Like wounds, topical manuka honey can help prevent and treat acne due to its antibacterial and anti-inflammatory effects. According to research in the journal BMJ ReleasedCanoca honey (which is very similar in composition to manuka honey) was effective in treating acne.

Protect against rot

Two studies in Switzerland (at the Universities of Zurich and Bern) examined the effect of sucking or chewing honey sweets for 10 minutes after three main meals. The result was that those who did so had less plaque and bleeding gums than those who chewed regular sugar-free gum. This may seem like a contradictory idea, because honey contains a lot of sugar. However, the authors explain that its significant antibacterial effects and the small amount that must be sucked or chewed have led to this.

Properties of manuka honey in the treatment of sore throat

Honey is one of the most widely used treatments for sore throat and Manuka honey seems to be even more effective than antibacterial and antiviral effects. A study conducted by the Hebrew University of Jerusalem (Israel) on patients undergoing chemotherapy for head and neck cancer found that Manuka honey Streptococcus mutans (Throat-related bacteria).

Manuka honey is effective for digestive disorders

Regular consumption of manuka honey helps reduce the symptoms of irritable bowel syndrome in mice, such as diarrhea, constipation or abdominal pain, according to the University of Manchester.

This honey is also a good weapon against strains Clostridium difficile is in vitro, Which causes inflammation in the intestines and severe diarrhea. This is usually treated with antibiotics. As in research published in BMC Research Notes shown، Thanks to Manuka honey, some of the wounds caused Helicobacter pylori Bacteria can be cured.

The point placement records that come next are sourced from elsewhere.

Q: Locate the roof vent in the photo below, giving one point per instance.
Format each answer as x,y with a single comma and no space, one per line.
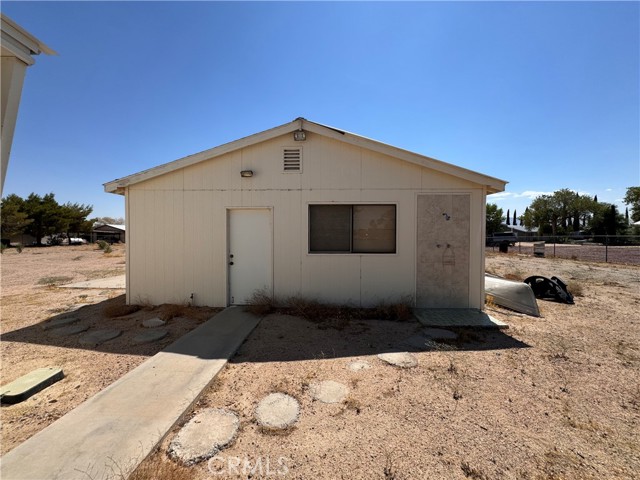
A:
292,159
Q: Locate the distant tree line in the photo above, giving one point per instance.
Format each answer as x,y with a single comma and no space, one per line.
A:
41,216
566,211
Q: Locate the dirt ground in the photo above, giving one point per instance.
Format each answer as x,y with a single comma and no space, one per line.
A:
586,252
551,397
30,297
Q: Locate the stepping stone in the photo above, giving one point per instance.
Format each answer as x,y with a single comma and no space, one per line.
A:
70,330
30,384
204,436
150,336
277,411
358,365
153,323
399,359
328,391
99,336
59,322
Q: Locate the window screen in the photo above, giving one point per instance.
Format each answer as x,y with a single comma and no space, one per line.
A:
352,228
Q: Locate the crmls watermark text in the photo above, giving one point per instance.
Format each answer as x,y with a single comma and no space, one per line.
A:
264,466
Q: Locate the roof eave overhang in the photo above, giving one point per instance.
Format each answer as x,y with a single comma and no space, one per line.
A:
492,185
17,42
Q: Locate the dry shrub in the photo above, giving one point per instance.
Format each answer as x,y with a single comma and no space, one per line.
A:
158,468
400,311
54,280
516,277
261,303
575,289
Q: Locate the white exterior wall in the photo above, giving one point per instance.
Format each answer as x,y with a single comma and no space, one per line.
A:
177,224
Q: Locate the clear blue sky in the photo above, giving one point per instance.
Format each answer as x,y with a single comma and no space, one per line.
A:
543,95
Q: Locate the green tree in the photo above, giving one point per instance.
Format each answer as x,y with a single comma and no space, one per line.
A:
494,219
632,198
72,218
14,219
44,213
108,220
607,221
559,213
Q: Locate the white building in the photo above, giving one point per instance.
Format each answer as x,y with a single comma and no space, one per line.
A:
306,209
18,47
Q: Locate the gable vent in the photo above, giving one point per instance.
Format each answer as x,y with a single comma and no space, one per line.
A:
292,160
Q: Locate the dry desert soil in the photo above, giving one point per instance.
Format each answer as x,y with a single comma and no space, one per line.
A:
555,397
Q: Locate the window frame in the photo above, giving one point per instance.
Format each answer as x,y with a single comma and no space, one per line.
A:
351,229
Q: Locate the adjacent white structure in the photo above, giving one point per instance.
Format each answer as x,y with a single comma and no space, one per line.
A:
18,47
311,210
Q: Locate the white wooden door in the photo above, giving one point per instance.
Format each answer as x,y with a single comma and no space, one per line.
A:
250,253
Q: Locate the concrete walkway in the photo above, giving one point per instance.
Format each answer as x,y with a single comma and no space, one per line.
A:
102,283
111,433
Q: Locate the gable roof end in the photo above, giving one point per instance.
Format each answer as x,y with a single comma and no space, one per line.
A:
492,184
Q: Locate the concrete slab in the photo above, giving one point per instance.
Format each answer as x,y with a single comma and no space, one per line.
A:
117,428
358,365
59,322
328,391
457,317
150,336
78,306
439,334
277,411
204,435
118,282
153,323
70,330
30,384
98,337
399,359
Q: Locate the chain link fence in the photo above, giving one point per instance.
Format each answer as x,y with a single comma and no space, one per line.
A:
623,249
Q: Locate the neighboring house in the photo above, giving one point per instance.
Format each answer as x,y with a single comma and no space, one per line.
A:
310,210
18,47
109,233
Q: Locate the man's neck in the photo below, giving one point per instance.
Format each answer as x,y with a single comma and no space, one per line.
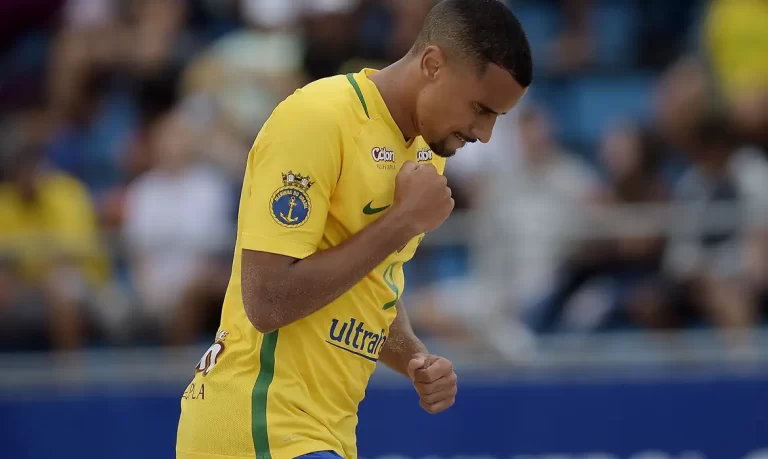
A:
394,87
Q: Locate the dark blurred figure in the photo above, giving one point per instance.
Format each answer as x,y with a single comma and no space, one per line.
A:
719,239
631,158
53,267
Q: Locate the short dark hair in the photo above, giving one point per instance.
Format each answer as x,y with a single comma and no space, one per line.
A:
485,31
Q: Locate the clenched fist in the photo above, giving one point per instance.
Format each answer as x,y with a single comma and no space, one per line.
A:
422,197
434,380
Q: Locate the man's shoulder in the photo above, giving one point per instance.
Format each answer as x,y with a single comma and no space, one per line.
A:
328,101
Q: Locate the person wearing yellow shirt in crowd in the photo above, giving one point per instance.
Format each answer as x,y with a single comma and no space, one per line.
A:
736,41
49,250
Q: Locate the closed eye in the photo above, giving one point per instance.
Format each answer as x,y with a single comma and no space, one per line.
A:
484,110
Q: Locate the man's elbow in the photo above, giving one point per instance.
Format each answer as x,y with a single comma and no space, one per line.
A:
261,312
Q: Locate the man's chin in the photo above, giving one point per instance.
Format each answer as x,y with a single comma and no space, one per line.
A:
441,150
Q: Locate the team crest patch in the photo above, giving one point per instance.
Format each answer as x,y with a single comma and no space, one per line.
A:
290,205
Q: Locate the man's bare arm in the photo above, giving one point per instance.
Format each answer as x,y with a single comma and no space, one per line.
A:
279,290
402,343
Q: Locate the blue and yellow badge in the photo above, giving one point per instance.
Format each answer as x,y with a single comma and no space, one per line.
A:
290,205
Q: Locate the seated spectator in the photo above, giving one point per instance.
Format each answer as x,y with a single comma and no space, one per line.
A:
718,237
177,226
632,262
54,268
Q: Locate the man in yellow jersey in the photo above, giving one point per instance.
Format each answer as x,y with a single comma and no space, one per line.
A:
341,185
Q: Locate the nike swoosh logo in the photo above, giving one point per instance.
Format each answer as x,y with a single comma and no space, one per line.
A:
368,210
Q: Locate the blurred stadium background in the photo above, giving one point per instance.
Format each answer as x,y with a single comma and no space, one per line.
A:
602,286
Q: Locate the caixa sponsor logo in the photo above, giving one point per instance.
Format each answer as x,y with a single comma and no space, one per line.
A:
757,454
381,154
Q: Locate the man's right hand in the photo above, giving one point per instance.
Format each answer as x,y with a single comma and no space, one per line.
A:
422,197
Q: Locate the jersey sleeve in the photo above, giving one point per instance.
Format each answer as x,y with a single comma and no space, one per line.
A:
292,171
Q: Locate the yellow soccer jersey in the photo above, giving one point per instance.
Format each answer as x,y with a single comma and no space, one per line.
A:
322,169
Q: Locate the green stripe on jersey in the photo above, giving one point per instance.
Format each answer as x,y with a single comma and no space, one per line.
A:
259,396
359,92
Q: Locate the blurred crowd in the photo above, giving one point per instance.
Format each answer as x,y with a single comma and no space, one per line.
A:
630,189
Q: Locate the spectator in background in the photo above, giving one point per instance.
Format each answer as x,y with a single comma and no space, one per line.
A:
716,242
524,215
632,161
54,267
736,41
574,48
177,227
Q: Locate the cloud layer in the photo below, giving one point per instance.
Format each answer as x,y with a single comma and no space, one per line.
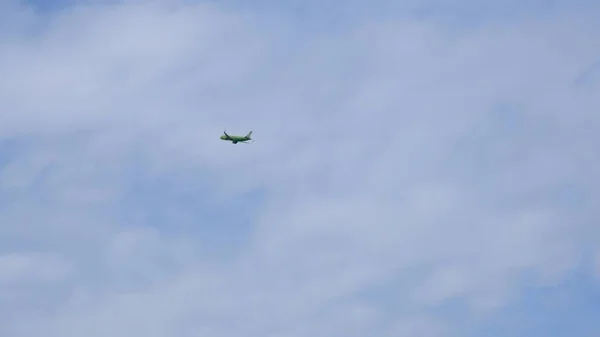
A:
410,177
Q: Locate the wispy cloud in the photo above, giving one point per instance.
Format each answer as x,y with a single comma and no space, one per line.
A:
410,177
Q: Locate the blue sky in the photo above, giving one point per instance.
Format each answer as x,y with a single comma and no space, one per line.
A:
421,168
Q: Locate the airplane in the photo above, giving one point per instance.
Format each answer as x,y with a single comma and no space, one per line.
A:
236,139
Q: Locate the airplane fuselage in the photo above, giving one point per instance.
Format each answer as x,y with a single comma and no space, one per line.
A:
235,139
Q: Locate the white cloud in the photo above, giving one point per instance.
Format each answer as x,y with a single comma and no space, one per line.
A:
391,154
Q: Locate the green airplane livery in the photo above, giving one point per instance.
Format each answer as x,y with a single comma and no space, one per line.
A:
236,139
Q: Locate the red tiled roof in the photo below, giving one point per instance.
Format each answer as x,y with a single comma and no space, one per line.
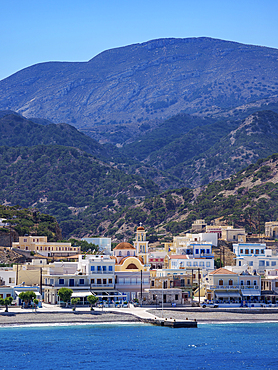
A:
222,271
179,257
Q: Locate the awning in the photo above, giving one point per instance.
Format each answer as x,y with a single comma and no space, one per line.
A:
228,295
222,294
17,292
250,292
81,294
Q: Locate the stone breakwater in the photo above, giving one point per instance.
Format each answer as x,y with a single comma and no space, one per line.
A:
9,319
218,316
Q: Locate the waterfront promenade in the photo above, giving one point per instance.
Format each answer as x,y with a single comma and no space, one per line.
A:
51,315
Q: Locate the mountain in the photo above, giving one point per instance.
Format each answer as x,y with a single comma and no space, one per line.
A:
255,137
78,189
28,221
247,199
16,130
89,197
121,90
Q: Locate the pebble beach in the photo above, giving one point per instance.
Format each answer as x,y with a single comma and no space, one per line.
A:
134,315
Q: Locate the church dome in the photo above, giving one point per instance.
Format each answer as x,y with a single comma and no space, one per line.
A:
124,245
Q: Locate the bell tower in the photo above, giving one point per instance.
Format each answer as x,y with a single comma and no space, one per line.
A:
141,244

At this point, it is important to emphasize that large-scale experiments have not yet been performed on humans, despite the fact that many studies have been conducted on the benefits of manuka honey. Therefore, its properties should be investigated, and if confirmed, this type of honey can be considered as a natural alternative to antibiotics and reduce the risk of resistance to these drugs.

However, experts such as Isabel Scrische believe that there is a “great marketing campaign” around the benefits of this product; Although there is no doubt about its antimicrobial, antioxidant and anti-inflammatory properties, he states that other honeys also have these properties.

Contraindications to Manuka honey

Isabel Scrische, a food industry expert, said the contraindications for manuka honey were not much different from regular honey. It is recommended that this honey is not consumed by children under one year of age, people with fructose intolerance, diabetics, as well as people sensitive to honey (any of its components) or sensitive to bee stings.

It is important to check the UMF certification before buying Manuka honey and verify that it is genuine, as many scammers sell this honey without going through the necessary checks for the label that identifies it as a valid product. Another bad practice of some companies is to mix this honey with other types of honey, which reduces its benefits.

How to consume or use Manuka honey

Manuka honey is a kind of honey! Therefore, it is usually consumed like other honeys. Its sweetness makes it add to coffee and tea, although it can often be eaten with toast, pancakes and other sweets. This type of honey can be used in desserts and sweets. A very important consideration when consuming manuka honey and other honeys is not to overheat and heat them (for example, pouring in hot tea or coffee!). Because by doing so, the property of this health miracle is largely destroyed and sometimes it becomes harmful in nature!

Finally, thanks to the properties of manuka honey, its topical use can be beneficial for pimples or eczema. It can also be used as a face mask or homemade hair. In this case, by adding lemon to it, the resulting mixture can be placed on the skin or hair for about 15 minutes.